Trotz der Verwendung des Wortes "kann" ermächtigt diese Vorschrift die Behörde nicht zur Ermessensübung. Sie ist vielmehr als eine Anordnung zu verstehen, die die Behörde im Rahmen der gesetzlichen Gebundenheit ermächtigt, bei Zutreffen der im ersten Satz angeführten Kriterien von einer Strafe abzusehen und bei Zutreffen des im zweiten Satz angeführten weiteren Kriteriums mit einer Ermahnung vorzugehen. Liegen beide in § 21 Abs.1 VStG genannten Kriterien, nämlich ein geringfügiges Verschulden und lediglich unbedeutende Folgen vor, hat der Beschuldigte einen Rechtsanspruch auf Anwendung dieser Bestimmung (vgl. ua. VwGH vom 19.9.2001, 99/09/0264).

 

In Anbetracht der mit oa. Eingaben seitens der Bw vorgebrachten Umstände ist von einem geringfügigen Verschulden auszugehen.
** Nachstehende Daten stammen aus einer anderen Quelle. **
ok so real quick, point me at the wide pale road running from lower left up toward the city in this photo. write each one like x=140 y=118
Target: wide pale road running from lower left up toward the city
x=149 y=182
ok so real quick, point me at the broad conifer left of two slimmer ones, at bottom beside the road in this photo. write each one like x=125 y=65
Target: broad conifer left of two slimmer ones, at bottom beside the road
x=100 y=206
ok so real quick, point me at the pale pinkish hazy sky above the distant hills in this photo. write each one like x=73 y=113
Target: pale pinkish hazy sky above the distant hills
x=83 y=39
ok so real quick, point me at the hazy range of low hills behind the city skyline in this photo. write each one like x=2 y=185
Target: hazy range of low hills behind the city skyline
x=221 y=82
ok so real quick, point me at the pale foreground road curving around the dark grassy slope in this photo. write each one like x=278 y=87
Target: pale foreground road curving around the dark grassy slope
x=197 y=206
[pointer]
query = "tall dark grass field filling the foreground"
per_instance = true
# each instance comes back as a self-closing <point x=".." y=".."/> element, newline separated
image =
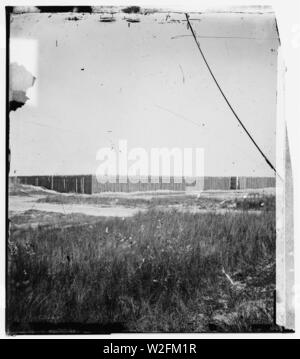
<point x="157" y="271"/>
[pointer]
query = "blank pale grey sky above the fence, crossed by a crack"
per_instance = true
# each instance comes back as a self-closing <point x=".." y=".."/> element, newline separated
<point x="148" y="87"/>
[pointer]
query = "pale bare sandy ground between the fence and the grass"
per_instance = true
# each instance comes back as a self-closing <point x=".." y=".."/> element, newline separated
<point x="25" y="198"/>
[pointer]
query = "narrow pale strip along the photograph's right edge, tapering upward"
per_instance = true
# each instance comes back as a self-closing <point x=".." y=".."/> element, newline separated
<point x="285" y="275"/>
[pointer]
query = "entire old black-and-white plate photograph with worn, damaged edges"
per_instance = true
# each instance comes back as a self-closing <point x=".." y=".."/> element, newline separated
<point x="149" y="175"/>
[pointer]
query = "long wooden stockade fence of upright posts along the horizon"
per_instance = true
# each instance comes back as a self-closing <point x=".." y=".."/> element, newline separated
<point x="89" y="184"/>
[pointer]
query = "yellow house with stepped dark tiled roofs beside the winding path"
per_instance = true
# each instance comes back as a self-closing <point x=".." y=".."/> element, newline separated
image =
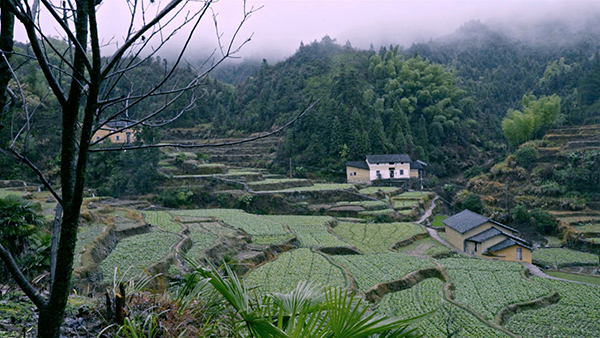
<point x="480" y="236"/>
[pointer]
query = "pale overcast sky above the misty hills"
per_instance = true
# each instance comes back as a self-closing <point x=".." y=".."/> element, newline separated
<point x="280" y="25"/>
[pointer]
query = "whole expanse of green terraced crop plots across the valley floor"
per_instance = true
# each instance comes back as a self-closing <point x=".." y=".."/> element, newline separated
<point x="483" y="287"/>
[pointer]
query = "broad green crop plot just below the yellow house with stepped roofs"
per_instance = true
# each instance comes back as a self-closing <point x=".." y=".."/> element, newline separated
<point x="488" y="286"/>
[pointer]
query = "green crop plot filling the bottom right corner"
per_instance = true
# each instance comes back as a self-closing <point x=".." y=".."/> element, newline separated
<point x="577" y="314"/>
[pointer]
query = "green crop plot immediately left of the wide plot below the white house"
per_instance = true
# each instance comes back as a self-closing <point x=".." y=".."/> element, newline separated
<point x="311" y="231"/>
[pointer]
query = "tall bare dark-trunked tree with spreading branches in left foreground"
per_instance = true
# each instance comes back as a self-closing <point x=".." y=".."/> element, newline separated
<point x="85" y="84"/>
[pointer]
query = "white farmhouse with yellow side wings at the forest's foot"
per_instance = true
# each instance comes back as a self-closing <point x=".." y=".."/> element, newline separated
<point x="384" y="167"/>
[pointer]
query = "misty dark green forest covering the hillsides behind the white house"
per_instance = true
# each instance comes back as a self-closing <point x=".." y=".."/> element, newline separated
<point x="441" y="101"/>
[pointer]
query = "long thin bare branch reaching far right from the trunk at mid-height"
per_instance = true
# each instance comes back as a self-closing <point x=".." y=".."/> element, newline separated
<point x="205" y="145"/>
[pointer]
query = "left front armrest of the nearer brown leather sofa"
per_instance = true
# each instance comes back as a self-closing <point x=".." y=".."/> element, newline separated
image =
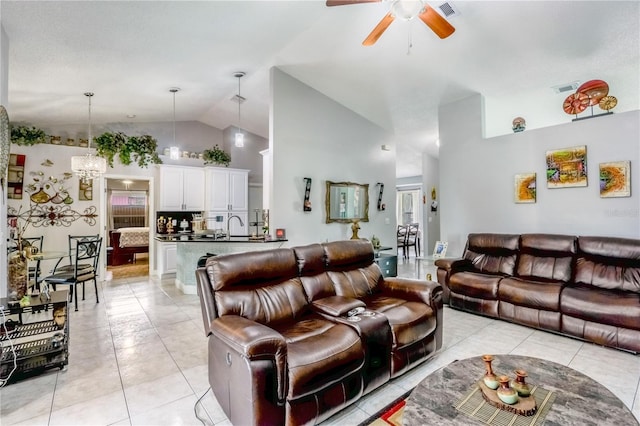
<point x="254" y="341"/>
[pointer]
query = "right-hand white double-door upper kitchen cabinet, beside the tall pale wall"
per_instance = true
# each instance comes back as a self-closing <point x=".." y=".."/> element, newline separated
<point x="226" y="189"/>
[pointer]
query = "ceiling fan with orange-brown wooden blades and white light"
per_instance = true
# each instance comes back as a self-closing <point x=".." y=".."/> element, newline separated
<point x="404" y="9"/>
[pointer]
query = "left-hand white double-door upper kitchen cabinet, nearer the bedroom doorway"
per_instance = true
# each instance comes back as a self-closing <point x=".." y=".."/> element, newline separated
<point x="181" y="188"/>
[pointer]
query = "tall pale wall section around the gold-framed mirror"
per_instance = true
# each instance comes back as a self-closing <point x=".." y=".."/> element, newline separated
<point x="314" y="136"/>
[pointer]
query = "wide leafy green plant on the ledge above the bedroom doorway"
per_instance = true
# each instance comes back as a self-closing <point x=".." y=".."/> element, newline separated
<point x="138" y="149"/>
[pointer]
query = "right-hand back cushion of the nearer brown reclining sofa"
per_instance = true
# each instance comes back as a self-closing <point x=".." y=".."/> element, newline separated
<point x="351" y="268"/>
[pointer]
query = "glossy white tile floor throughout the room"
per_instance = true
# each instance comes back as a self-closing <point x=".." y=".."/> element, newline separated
<point x="139" y="358"/>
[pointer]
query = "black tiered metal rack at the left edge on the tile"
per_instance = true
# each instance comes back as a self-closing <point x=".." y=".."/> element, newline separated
<point x="39" y="336"/>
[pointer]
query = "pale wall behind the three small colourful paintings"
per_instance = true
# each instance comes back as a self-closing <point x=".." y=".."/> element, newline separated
<point x="476" y="177"/>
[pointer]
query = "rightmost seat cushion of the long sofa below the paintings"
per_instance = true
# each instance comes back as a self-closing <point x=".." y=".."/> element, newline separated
<point x="617" y="308"/>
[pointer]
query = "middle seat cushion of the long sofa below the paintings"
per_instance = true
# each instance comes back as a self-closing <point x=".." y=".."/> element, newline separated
<point x="536" y="294"/>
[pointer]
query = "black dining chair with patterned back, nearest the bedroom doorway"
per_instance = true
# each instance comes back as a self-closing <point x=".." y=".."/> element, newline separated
<point x="86" y="252"/>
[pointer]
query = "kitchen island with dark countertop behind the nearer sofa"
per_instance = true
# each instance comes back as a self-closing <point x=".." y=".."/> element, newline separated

Bedeutende Folgen der Übertretung sind ebenfalls nicht evident. Straferschwerende Umstände sind nicht bekannt. Da sohin hinsichtlich der zu berücksichtigenden Sachverhaltselemente gegenständlich die Tatbestandsvoraussetzungen des § 21 Abs.1 VStG gegeben sind, war spruchgemäß zu entscheiden. Der Ausspruch einer Ermahnung war jedoch aus spezialpräventiven Gründen erforderlich, zumal die Bw vorbringt, dass der kleine Hund seit mehr als 10 Jahren immer auf ihrem Schoß sitze, wenn sie unterwegs ist.

 

4. Die Kostenentscheidung ist gesetzlich begründet.

 

 

Rechtsmittelbelehrung:

Gegen  diesen Bescheid ist kein ordentliches Rechtsmittel zulässig.

 

Hinweis:

Gegen diesen Bescheid kann innerhalb von sechs Wochen ab seiner Zustellung eine Beschwerde an den Verfassungsgerichtshof und/oder an den Verwaltungsgerichtshof erhoben werden; diese muss  - von gesetzlichen Ausnahmen abgesehen - jeweils von einem Rechtsanwalt unterschrieben sein. Für jede dieser Beschwerden ist eine Gebühr von 220 Euro  zu entrichten.